Carver to Get a Federal Break Worth $560K

With a break expected from the Treasury Department, Carver Bancorp Inc. in New York soon will have more equity available to address a growing pool of problem assets.

The $800 million-asset company announced late Friday that it has received preliminary approval from the Treasury to participate in the Community Development Capital Initiative, an earmarked account of the Troubled Asset Relief Program set up for banks that serve low- to moderate-income communities.

Carver will not receive additional capital. Instead, the dividend payment it makes on its $18.9 million in Tarp funding will decline from 5% to 2%. The company anticipates this will save it $560,000 a year.

"The dividends impact equity, and in this environment, we want to have equity growing," Deborah C. Wright, Carver's chairman and chief executive, said in an interview Monday. "This program is an incredible boost."

Along with letting companies convert Tarp to an instrument with better terms, the CDCI program is available for new investments.
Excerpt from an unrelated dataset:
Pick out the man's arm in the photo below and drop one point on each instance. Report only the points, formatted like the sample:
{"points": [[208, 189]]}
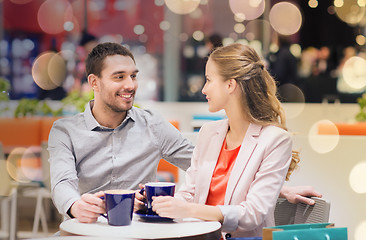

ShoreBank, the ailing, $2.2 billion-asset lender in Chicago, is seeking a $75 million infusion from the program but has yet to get a decision on its application.

Jeannine Jacokes, the chief executive and policy adviser for the Community Development Bankers Association, said nearly all of the two dozen community development banks that got Tarp funds are seeking such a rate conversion. The Treasury would not say how many applications it has received or approved.

For Carver, the decision could not have come at a better time. As of June 30, the end of its fiscal 2011 first quarter, nonperforming assets had grown 83% from March 31, to $86.3 million. It had a $2.5 million quarterly loss, compared with a $700,000 profit a year earlier.

Its problems have been concentrated in the affordable-housing construction portfolio. Wright said the company is looking for exit strategies where it can but that it might make more sense to wait out the loans in this portfolio.

"Our customers, mostly small developers with high-quality projects, were stalled by dislocations in the secondary market, preventing homebuyers from obtaining the mortgages needed to buy homes," she said in a press release.

Completing those projects and then selling or renting them could take several quarters. "However, we believe patience will yield the best outcome," she said.

As for ShoreBank, it missed a Monday deadline set by potential big-bank investors — who have pledged as much as $140 million — to find the capital it needs. It is reportedly seeking open-bank assistance from the Federal Deposit Insurance Corp. A ShoreBank spokesman said only that it is "pursuing a lot of alternatives so that we can continue to service our communities."